We solve the equation #\blue 3 \cdot x + \green 5 \cdot y +\purple 5=0# in the following way:

\[\begin{array}{rcl}3 \cdot x + 5 \cdot y +5&=&0\\&& \blue{\small\text{the equation}}\\
5 \cdot y+5&=&-3 \cdot x\\ && \blue{\small\text{both sides minus }3 \cdot x}\\5\cdot y &=& -3 \cdot x -5 \\ && \blue{\small\text{both sides minus }5}\\ y &=& -\frac{3}{5}x-1\\ && \blue{\small\text{both times divided by }5}\end{array}\]

All points on the line #{y}=-\tfrac{3}{5} {x}-1# are solutions to the equation.

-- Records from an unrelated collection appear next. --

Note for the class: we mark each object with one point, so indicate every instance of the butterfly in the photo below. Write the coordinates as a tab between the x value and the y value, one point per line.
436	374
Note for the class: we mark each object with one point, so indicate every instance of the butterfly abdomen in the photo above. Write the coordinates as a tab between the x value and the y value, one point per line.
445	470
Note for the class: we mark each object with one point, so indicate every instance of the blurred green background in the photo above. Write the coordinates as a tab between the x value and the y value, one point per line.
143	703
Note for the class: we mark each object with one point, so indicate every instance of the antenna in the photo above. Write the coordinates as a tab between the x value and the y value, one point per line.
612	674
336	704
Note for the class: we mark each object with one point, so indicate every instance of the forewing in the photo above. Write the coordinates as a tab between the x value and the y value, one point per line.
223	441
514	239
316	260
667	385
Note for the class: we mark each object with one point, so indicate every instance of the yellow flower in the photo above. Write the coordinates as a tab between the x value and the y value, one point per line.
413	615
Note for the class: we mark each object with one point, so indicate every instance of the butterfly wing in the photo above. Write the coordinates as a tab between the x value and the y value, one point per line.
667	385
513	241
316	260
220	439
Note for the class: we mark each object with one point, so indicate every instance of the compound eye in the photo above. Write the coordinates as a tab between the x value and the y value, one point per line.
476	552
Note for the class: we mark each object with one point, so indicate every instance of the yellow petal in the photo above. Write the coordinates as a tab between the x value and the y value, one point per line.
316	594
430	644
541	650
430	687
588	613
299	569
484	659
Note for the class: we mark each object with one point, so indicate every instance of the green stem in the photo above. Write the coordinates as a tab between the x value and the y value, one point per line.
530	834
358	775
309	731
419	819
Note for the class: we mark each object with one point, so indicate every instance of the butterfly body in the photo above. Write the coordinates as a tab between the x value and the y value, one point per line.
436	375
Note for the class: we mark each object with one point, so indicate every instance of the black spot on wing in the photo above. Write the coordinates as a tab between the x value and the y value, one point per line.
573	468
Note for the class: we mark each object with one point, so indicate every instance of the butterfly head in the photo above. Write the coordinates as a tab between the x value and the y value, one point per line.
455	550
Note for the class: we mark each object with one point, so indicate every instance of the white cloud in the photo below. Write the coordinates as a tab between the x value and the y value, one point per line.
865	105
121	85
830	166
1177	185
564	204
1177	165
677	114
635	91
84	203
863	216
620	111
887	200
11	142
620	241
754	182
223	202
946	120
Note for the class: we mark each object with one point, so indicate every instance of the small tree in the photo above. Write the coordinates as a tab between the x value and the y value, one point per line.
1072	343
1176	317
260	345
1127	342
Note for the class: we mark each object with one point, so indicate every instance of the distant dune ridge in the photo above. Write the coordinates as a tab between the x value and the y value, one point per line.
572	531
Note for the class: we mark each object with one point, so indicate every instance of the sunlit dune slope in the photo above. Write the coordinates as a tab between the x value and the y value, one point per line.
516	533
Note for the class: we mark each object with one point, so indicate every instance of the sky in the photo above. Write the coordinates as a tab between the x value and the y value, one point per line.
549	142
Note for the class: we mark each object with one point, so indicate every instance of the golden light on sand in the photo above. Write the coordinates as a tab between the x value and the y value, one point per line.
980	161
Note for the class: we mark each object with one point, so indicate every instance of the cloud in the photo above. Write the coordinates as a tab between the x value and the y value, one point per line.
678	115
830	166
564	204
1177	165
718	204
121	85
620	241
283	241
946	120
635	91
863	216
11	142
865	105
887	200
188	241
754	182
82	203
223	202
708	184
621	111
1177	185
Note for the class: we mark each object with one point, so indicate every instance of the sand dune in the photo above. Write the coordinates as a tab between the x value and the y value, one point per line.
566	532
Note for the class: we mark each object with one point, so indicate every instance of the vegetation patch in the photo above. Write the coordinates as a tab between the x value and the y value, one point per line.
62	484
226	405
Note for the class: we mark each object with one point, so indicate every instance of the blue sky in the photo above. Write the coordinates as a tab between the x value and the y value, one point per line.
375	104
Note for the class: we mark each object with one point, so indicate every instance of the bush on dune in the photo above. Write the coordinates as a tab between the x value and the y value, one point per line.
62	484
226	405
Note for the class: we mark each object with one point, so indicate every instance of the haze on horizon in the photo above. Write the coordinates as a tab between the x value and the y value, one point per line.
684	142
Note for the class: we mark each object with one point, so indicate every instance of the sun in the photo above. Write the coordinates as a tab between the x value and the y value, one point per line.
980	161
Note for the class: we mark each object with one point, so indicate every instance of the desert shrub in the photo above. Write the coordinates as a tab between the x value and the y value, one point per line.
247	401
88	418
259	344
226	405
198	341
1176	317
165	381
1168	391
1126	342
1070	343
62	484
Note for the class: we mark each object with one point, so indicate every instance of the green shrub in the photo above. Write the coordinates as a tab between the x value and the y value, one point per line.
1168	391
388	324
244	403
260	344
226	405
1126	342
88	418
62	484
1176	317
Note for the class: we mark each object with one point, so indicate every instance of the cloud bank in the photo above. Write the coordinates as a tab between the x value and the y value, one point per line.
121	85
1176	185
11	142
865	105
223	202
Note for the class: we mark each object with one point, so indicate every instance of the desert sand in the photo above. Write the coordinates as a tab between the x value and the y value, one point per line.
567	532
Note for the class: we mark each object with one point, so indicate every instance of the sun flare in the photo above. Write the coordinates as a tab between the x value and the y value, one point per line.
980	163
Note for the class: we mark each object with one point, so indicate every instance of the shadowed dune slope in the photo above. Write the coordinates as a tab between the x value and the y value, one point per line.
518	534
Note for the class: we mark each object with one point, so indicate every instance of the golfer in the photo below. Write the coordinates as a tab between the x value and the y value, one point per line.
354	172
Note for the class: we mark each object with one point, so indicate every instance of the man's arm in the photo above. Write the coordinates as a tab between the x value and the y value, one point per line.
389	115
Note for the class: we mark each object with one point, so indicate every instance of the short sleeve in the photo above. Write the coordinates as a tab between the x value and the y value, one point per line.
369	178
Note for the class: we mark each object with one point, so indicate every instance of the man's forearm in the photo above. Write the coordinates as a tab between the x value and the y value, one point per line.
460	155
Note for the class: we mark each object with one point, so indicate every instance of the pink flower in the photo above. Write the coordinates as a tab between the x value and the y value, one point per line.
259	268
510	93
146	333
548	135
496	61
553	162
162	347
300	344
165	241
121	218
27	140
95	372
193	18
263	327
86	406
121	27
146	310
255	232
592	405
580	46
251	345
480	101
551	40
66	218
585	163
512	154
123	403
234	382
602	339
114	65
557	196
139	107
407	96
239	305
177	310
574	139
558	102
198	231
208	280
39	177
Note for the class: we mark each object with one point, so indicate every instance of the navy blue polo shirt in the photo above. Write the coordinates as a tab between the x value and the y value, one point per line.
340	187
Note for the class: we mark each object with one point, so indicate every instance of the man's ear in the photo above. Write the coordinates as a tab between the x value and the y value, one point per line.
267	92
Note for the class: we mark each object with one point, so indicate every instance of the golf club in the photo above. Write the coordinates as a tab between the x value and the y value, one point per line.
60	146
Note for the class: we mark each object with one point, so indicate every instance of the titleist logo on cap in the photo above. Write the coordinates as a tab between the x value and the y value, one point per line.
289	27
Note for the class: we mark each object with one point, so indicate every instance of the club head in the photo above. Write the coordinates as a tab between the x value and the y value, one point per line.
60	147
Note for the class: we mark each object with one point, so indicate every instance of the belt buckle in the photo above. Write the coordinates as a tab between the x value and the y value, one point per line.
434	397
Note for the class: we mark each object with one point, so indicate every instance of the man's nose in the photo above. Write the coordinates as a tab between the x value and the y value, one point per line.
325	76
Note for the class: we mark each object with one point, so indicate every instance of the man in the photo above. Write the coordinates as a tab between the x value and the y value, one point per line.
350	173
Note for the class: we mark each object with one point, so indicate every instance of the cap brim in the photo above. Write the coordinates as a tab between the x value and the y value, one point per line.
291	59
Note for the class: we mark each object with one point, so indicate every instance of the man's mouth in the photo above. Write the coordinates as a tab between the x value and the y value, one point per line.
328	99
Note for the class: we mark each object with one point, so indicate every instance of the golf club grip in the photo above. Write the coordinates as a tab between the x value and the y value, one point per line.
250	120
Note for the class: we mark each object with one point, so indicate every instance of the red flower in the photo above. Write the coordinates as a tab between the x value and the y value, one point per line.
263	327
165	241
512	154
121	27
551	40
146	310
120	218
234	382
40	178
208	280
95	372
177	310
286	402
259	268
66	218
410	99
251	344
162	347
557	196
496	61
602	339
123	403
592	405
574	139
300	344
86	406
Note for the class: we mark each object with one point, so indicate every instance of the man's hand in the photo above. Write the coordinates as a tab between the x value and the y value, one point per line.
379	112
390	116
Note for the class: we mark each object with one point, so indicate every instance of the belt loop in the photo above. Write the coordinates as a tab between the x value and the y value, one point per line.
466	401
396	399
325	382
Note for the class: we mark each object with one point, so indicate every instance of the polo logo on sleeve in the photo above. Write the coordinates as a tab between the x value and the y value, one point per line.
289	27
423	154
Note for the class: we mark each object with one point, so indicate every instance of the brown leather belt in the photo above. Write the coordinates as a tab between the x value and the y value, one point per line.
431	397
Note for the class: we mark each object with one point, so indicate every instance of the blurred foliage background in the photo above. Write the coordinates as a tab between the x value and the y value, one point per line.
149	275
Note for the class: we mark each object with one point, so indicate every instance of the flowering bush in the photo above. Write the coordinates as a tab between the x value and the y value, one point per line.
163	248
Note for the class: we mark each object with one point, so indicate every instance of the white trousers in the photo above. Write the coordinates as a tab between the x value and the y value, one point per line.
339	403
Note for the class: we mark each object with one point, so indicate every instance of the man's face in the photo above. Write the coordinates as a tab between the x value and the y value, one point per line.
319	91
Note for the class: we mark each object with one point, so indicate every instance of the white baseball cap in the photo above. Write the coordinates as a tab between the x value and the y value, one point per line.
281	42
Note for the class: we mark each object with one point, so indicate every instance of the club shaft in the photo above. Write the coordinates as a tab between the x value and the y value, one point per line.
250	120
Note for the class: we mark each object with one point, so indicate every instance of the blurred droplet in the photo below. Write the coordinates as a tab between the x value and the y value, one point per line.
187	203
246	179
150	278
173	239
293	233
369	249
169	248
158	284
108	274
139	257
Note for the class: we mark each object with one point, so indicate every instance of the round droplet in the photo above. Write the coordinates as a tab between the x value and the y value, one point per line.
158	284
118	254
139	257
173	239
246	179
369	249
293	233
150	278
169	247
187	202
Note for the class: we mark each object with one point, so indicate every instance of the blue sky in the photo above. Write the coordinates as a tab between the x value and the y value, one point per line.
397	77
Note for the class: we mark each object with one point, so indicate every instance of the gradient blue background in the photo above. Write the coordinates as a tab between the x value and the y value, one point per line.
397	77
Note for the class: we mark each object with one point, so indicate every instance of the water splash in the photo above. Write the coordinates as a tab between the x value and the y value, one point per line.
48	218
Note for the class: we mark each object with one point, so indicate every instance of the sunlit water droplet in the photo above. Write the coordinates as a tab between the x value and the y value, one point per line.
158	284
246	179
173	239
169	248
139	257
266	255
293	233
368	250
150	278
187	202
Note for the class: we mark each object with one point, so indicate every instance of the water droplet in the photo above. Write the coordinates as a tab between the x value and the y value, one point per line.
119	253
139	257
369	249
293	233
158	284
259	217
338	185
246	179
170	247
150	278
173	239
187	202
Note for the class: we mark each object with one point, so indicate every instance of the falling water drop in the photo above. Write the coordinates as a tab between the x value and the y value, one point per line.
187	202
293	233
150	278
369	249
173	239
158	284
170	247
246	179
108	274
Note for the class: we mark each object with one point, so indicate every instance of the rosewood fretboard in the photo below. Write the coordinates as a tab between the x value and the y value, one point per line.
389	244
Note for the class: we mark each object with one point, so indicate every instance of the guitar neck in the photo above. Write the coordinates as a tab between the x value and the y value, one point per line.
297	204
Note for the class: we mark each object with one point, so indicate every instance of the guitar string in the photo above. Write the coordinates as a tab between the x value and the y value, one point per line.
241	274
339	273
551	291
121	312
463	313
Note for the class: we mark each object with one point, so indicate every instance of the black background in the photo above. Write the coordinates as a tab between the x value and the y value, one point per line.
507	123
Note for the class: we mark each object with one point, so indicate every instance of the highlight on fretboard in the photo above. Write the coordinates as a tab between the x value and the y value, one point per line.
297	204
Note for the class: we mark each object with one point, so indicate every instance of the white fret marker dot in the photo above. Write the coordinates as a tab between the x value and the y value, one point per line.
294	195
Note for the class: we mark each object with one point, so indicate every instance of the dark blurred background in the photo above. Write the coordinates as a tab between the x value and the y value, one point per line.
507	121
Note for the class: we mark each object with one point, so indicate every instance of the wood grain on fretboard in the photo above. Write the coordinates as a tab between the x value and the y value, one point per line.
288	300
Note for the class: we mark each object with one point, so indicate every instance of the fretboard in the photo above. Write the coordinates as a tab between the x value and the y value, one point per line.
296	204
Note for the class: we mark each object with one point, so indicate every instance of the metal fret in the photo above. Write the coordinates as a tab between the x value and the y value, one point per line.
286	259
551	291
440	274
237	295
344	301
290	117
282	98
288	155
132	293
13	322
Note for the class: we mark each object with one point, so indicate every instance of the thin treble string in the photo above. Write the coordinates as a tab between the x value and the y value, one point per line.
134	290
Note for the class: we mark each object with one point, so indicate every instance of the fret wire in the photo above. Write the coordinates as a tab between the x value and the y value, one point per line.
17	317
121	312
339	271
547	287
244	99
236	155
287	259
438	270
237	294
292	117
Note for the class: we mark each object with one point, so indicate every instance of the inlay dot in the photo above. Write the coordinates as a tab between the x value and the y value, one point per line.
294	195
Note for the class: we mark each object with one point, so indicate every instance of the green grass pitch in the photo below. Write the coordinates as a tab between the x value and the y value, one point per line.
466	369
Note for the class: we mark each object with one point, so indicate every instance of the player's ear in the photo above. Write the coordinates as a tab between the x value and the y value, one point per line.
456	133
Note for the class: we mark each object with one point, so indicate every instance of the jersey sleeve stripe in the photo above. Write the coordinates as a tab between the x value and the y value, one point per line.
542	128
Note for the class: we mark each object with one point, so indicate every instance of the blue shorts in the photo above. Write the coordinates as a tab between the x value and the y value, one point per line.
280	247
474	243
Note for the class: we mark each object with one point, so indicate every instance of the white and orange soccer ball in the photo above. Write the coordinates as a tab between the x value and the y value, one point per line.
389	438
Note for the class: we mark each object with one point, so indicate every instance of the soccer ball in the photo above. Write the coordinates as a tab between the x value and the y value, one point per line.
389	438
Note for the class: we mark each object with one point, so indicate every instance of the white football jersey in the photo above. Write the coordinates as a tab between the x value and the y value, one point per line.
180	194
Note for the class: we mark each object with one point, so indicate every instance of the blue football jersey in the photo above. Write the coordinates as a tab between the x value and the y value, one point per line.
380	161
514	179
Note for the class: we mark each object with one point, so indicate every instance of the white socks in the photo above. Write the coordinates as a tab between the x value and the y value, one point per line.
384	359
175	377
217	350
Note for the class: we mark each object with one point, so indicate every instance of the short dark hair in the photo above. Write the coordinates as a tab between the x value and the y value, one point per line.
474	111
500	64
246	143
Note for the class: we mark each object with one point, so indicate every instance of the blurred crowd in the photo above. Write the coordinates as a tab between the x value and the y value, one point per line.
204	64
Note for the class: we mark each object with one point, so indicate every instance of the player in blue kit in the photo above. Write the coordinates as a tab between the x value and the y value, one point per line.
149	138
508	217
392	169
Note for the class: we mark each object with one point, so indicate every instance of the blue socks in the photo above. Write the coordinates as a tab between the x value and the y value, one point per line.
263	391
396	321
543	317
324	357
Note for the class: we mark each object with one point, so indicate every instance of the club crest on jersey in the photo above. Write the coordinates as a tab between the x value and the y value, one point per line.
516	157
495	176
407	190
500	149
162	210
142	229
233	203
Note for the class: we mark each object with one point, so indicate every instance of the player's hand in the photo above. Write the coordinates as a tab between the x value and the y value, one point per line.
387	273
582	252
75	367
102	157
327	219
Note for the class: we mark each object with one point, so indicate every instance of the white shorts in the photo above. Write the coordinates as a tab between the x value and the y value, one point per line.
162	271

We solve the equation #\green 5 \cdot {y}+\purple 5=0# in the following way:

\[\begin{array}{rcl}
5y + 5 &=& 0 \\
&&\blue{\small\text{the equation}} \\
5y &=& -5 \\
&&\blue{\small \text{both sides minus \(5\)}} \\
y &=& -1 \\
&&\blue{\small \text{both sides divided by \(5\)}} \\
\end{array}\]

All points on the horizontal line #{y}=-1# are solutions to the equation.

We solve the equation #\green 3 \cdot {x}+\purple 5=0# in the following way:

\[\begin{array}{rcl}
3x + 5 &=& 0 \\
&&\blue{\small\text{the equation}} \\
3x &=& -5 \\
&&\blue{\small \text{both sides minus \(5\)}} \\
x &=& -\frac{5}{3} \\
&&\blue{\small \text{both sides minus \(3\)}} \\
\end{array}\]

All points on the vertical line #{x}=-\tfrac53# are solutions to the equation.